Come Monday morning, the internet will be awash with April Fools hoaxes set up by brands, some media outlets and individuals on social media.
Confusion and confoundment will ensue, as well as smiles (and a good measure of relief when people realize there are no sharks in Lake Ontario).
When the dust settles on all the hilarious practical jokes, however, researchers will be left with a treasure trove of data that could improve our ability to detect malicious fake news stories.
In a new study, Edward Dearden and Alistair Baron of Lancaster University in the U.K. describe how they used data about the structural and stylistic similarities between April Fools and fake news stories to design algorithms to spot fake news online.
“April Fools hoaxes are very useful because they provide us with a verifiable body of deceptive texts that give us an opportunity to find out about the linguistic techniques used when an author writes something fictitious disguised as a factual account,” said Dearden, lead author of the study, titled “Fool’s Errand: Looking at April Fools Hoaxes as Disinformation through the Lens of Deception and Humour.”
“By looking at the language used in April Fools and comparing them with fake news stories we can get a better picture of the kinds of language used by authors of disinformation.”
WATCH: From chocolate Whoppers to ‘smartphoneshoe’ – companies get creative with April Fools’ Day pranks (Apr. 1, 2018)
The researchers scrutinized over 500 April Fools articles published on more than 370 websites since 2005 to construct a comprehensive linguistic profile of the prototypical April Fools story.
They then compared their April Fools dataset with a dataset of fake news stories put together by a different research team and found a number of similarities between the two.
Compared to genuine news, April Fools hoax stories and fake news stories both tend to be shorter in length and easier to read, and use more first-person pronouns. Details that are crucial to news reporting, such as dates, times, names and places, were also found to be used less frequently in April Fools and fake news stories.
The researchers also used their data to build an algorithm that was then put to work identifying whether stories were real news, fake news or April Fools pranks.
The algorithm achieved 75 per cent accuracy in identifying April Fools stories and 72 per cent in identifying fake news.
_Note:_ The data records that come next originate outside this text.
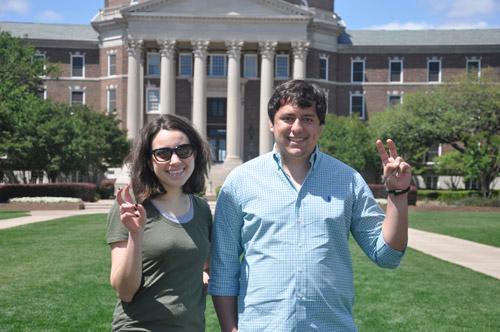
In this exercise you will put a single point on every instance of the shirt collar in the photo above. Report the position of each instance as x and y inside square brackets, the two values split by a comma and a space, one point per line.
[312, 159]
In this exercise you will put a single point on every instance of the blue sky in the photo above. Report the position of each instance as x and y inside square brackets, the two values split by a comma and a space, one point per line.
[357, 14]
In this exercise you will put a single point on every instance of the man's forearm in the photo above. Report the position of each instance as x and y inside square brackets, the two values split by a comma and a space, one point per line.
[226, 309]
[395, 227]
When the algorithm was trained on April Fools stories as a baseline and then asked to identify fake news, it recorded an accuracy of over 65 per cent.
“Looking at details and complexities within a text are crucial when trying to determine if an article is a hoax,” said Baron. “Although there are many differences, our results suggest that April Fools and fake news articles share some similar features, mostly involving structural complexity.
“Our findings suggest that there are certain features in common between different forms of disinformation and exploring these similarities may provide important insights for future research into deceptive news stories.”